RAID configuration is usually required only when you first set up the device. A brief
description of each RAID setting follows:
RAID Levels
Level
Description
JBOD
The storage volume is a single HDD with no RAID support. JBOD
requires a minimum of 1 disk.
RAID 0
Provides data striping but no redundancy. Improves performance
but not data safety. RAID 0 requires a minimum of 2 disks.
RAID 1
Offers disk mirroring. Provides twice the read rate of single disks,
but same write rate. RAID 1 requires a minimum of 2 disks.
RAID 5
Data striping and stripe error correction information provided.

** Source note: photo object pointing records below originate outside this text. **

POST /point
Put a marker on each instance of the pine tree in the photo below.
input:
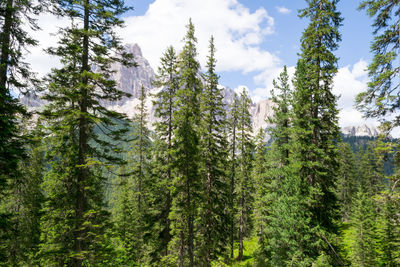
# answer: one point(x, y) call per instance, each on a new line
point(262, 190)
point(363, 252)
point(232, 133)
point(244, 184)
point(187, 183)
point(347, 183)
point(214, 217)
point(381, 98)
point(315, 123)
point(25, 200)
point(131, 194)
point(167, 79)
point(15, 75)
point(84, 136)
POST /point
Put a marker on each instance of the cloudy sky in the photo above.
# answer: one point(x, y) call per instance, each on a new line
point(254, 40)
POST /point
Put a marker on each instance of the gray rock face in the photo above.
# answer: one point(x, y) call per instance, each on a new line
point(362, 130)
point(130, 80)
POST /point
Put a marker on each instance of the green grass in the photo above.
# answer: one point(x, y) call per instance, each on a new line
point(250, 247)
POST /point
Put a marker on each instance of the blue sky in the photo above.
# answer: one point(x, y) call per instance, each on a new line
point(253, 38)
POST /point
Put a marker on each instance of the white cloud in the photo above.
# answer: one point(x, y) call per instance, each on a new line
point(241, 88)
point(348, 83)
point(265, 78)
point(283, 10)
point(238, 32)
point(41, 62)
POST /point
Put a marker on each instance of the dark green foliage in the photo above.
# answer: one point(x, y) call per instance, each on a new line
point(381, 98)
point(75, 220)
point(244, 185)
point(131, 204)
point(214, 153)
point(167, 79)
point(315, 127)
point(365, 240)
point(186, 153)
point(347, 179)
point(15, 75)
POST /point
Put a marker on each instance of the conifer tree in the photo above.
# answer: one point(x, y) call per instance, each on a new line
point(244, 183)
point(347, 183)
point(187, 183)
point(288, 229)
point(25, 200)
point(131, 194)
point(364, 217)
point(262, 190)
point(83, 133)
point(381, 99)
point(232, 133)
point(315, 123)
point(214, 217)
point(167, 79)
point(15, 75)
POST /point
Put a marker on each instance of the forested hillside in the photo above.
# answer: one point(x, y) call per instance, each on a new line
point(82, 184)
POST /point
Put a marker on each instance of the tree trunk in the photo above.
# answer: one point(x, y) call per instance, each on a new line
point(83, 171)
point(5, 48)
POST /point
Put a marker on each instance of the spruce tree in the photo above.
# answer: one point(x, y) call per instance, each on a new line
point(244, 183)
point(232, 133)
point(167, 80)
point(381, 98)
point(15, 76)
point(83, 133)
point(186, 152)
point(262, 190)
point(214, 217)
point(288, 229)
point(131, 207)
point(347, 180)
point(315, 123)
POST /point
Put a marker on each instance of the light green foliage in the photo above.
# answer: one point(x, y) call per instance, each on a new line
point(213, 145)
point(381, 98)
point(244, 183)
point(83, 137)
point(186, 185)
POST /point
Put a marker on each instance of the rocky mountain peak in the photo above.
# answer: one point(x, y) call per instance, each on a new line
point(361, 130)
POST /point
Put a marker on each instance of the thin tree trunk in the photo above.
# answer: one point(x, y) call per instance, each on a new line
point(233, 188)
point(83, 172)
point(5, 48)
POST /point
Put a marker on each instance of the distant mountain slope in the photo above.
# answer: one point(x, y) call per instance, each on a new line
point(131, 79)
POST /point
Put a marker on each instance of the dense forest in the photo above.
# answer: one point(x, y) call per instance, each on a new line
point(82, 185)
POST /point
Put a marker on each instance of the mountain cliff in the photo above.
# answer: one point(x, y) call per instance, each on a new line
point(130, 80)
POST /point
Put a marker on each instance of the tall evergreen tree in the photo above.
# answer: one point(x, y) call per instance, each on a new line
point(81, 132)
point(213, 215)
point(167, 79)
point(262, 190)
point(186, 152)
point(347, 179)
point(132, 205)
point(244, 184)
point(382, 96)
point(25, 200)
point(15, 75)
point(316, 131)
point(232, 133)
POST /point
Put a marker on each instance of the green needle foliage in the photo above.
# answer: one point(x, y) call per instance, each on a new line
point(187, 183)
point(382, 96)
point(315, 124)
point(213, 143)
point(80, 129)
point(244, 184)
point(15, 77)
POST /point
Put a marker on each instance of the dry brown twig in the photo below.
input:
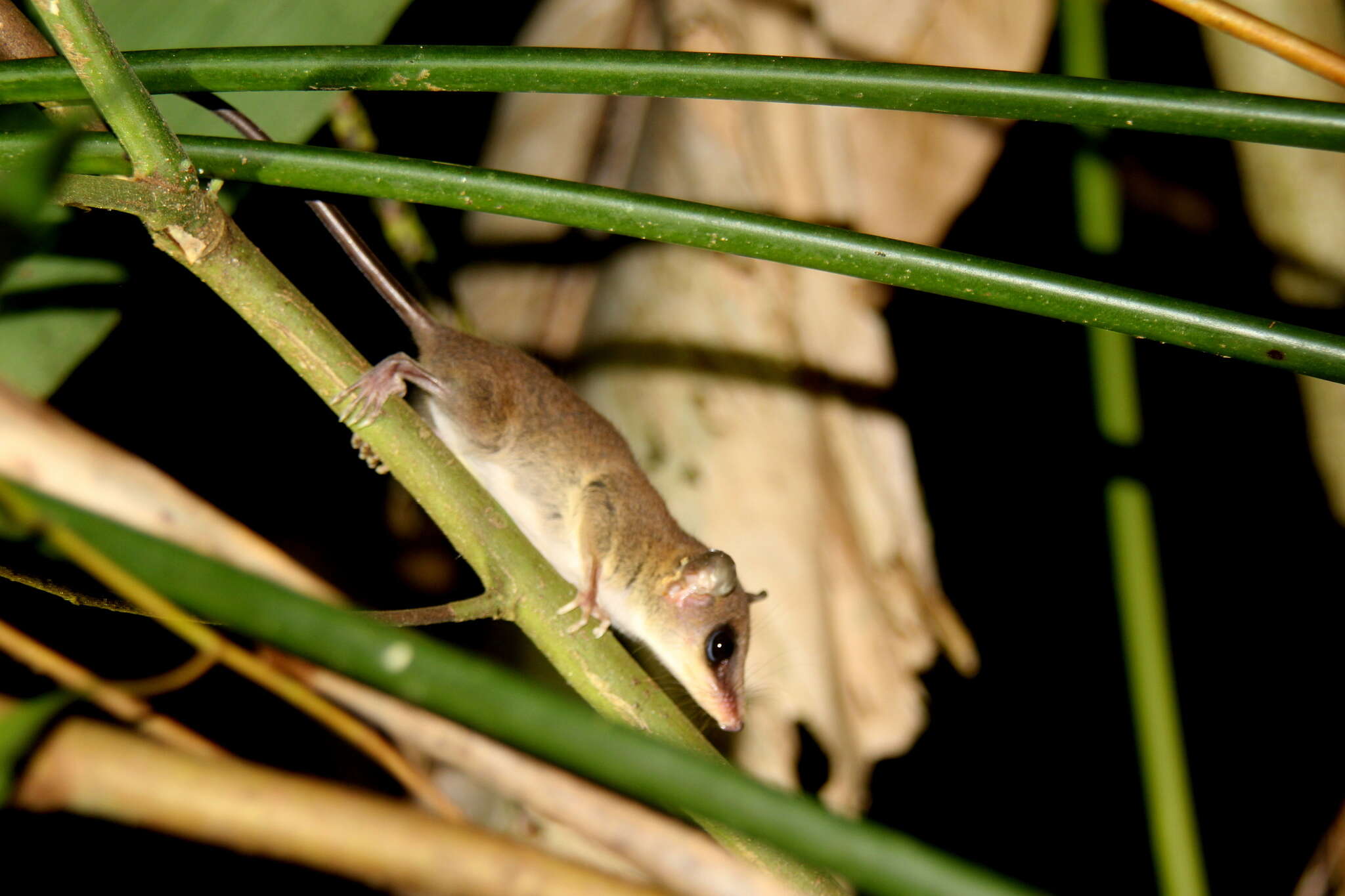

RAID 5 requires a minimum of 3 disks. RAID 5 can sustain one
failed disk.
RAID 6
Two independent parity computations must be used in order to
provide protection against double disk failure. Two different
algorithms are employed to achieve this purpose. RAID 6 requires
a minimum of 4 disks. RAID 6 can sustain two failed disks.
RAID 10
RAID 10 has high reliability and high performance. RAID 10 is
implemented as a striped array whose segments are RAID 1
arrays. It has the fault tolerance of RAID 1 and the performance
of RAID 0. RAID 10 requires 4 disks. RAID 10 can sustain two
failed disks.
RAID 50
RAID 50 combines the straight block-level striping of RAID 0 with
the distributed parity of RAID 5. This is a RAID 0 array striped
across RAID 5 elements. It requires at least 6 drives.
RAID 60
RAID 60 combines the straight block-level striping of RAID 0 with
the distributed double parity of RAID 6. That is, a RAID 0 array
striped across RAID 6 elements. It requires at least 8 disks.
Edit RAID
On the RAID Information screen, press the Edit button to go to the RAID
Information screen.
Using Edit RAID, you can select RAID ID and the Spare Disk. .
WARNING
If the administrator improperly removes a hard disk that should not be
removed when RAID status is degraded, all data will be lost.